Rigoberta Menchú Tum is a Mayan k’iche’ activist born in 1959 in Chimel, a small Mayan community in the highlands of Guatemala. As a young girl, Rigoberta traveled alongside her father, Vincente Menchú, from community to community teaching rural campesinos their rights and encouraging them to organize.
In 1960, ethnic and socioeconomic tensions engrained since colonization spurred a brutal civil war against the Mayan people. The military dictatorship, under the leadership of Efraín Ríos Montt, and rich landowners initiated the bloodshed. By the time a peace agreement was signed in 1996, 450 Mayan villages were destroyed, over 200,000 Guatemalans murdered and 1 million were displaced.
Rigoberta and her family mobilized Guatemalans during the war to denounce government-led mass atrocities. Their activism came at a great cost. At a peaceful protest held at the Spanish Embassy in Guatemala City in 1980, Rigoberta’s father and thirty-seven other campesino activists were murdered in a fire. Not long after, the Guatemalan army tortured and murdered Rigoberta’s brother and mother. At age 21, Rigoberta fled into exile.
Rigoberta spoke publicly about the plight of the Mayan people in Guatemala while in exile. In 1983 she published I, Rigoberta Menchú and catapulted the civil war into global headlines. She received the Nobel Peace Prize in 1992 in recognition of her work for social justice and ethno-cultural reconciliation based on respect for the rights of indigenous peoples. After receiving the prize Rigoberta returned to Guatemala and established the Rigoberta Menchú Tum Foundation (FRMT) to support Mayan communities and survivors of the genocide as they seek justice. Rigoberta and the Foundation have been key in advocating for justice in several high profile cases in Guatemala, including the trial against former dictator Efrain Ríos Montt in May 2013, the Spanish Embassy massacre in January 2015, and the case of 14 survivors of sexual violence in Sepur Zarco in February 2016.

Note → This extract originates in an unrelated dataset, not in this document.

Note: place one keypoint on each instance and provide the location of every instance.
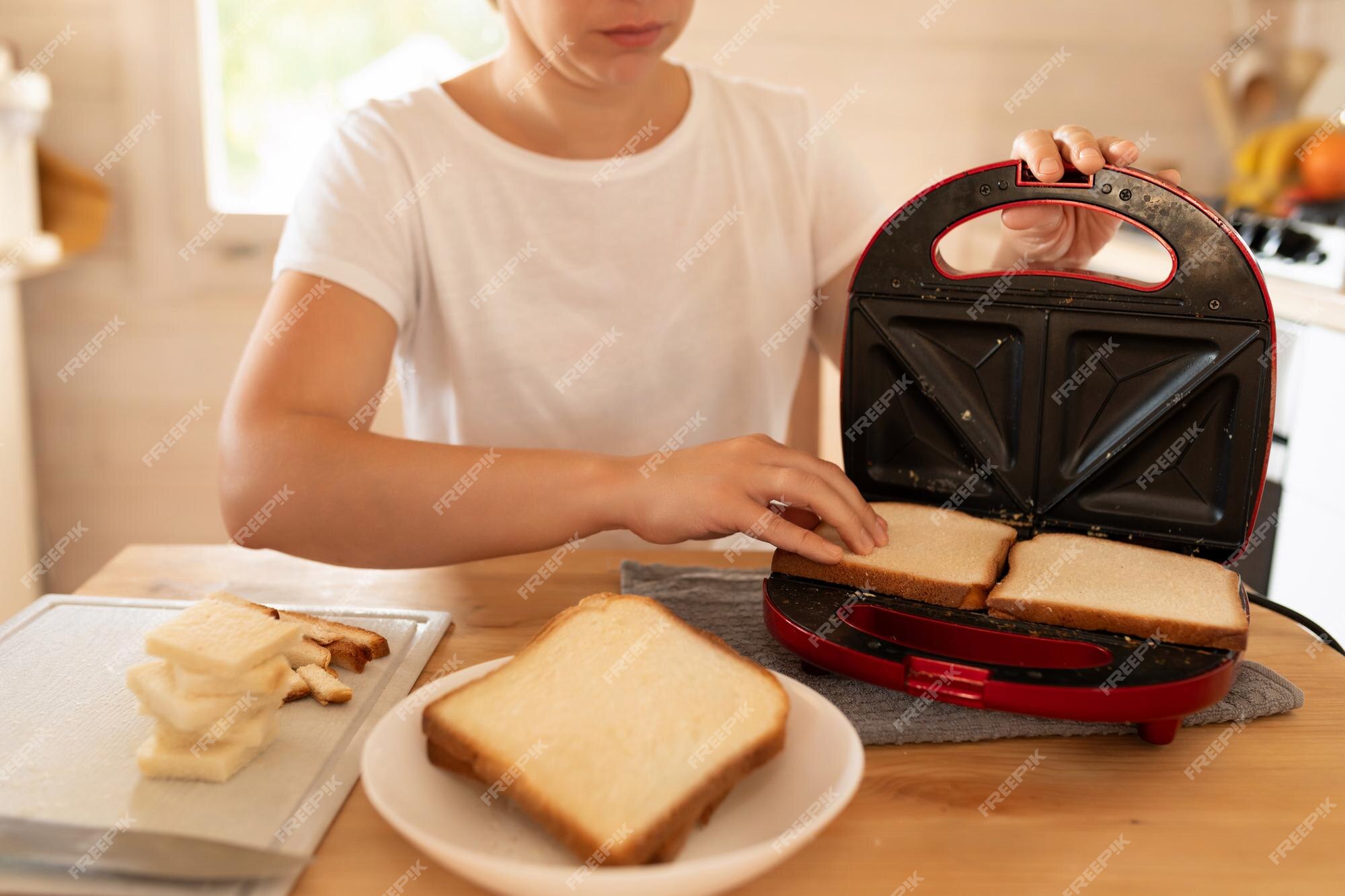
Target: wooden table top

Rigoberta ran for President of Guatemala in 2007 and 2011 under the banner of WINAQ, the first indigenous-led political party founded by herself. In 2013 the Autonomous National University of Mexico (UNAM) appointed her as a Special Investigator within its Multicultural Nation Program. She continues to seek justice for all Mayan people impacted by the genocide.